Musicals en Mormonen. Als jarenlange fan van musicals en als langdurige student van mormonen, zegt de logica dat ik de musical The Book of Mormon geweldig had moeten vinden. Maar toen ik in december 2011 het Eugene O’Neill Theatre in Manhattan verliet na een voorstelling voor de kerst, was ik gedesoriënteerd.
Wat had ik zojuist gezien? Was dit een geweldige musical? Ja. Was dit een schandalige maar over het algemeen eerlijke kijk op de mormoonse zendingscultuur en het mormoonse geloof, een missiologische klucht? Ja. Was het ook iets meer sinister, al was het maar naïef?
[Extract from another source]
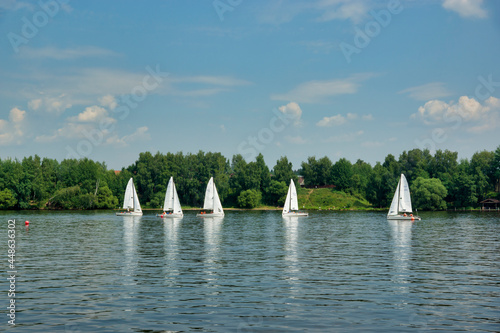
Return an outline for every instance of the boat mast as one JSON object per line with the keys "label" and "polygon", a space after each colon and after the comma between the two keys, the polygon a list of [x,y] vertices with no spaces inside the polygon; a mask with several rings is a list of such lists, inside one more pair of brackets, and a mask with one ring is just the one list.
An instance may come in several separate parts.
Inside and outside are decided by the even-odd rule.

Ja.
Laat me iets meer zeggen over mijn langdurige affiniteit voor musicals. Ik ben er in zekere zin mee opgegroeid. Mijn stiefbroer, Jason Raize, speelde de volwassen Simba in de originele cast van de Broadway musical versie van The Lion King. Voordat hij de grootste rol van zijn veel te korte leven kreeg, speelde Jason Pontius Pilatus in de nationale tournee van Jesus Christ Superstar. Tijdens mijn eerste twee jaar op de middelbare school, bracht ik vele weekenden door met mijn moeder en stiefvader, reizend van North Carolina naar Connecticut, om talloze shows mee te maken aan de oostkust van die tour. Jason was toen pas negentien. Mijn ouders wilden hem steunen – mijn moeder vulde zijn koffers met eindeloze verzorgingspakketten met tandpasta, Q-tips en profylactica – en ook een oogje op hem houden.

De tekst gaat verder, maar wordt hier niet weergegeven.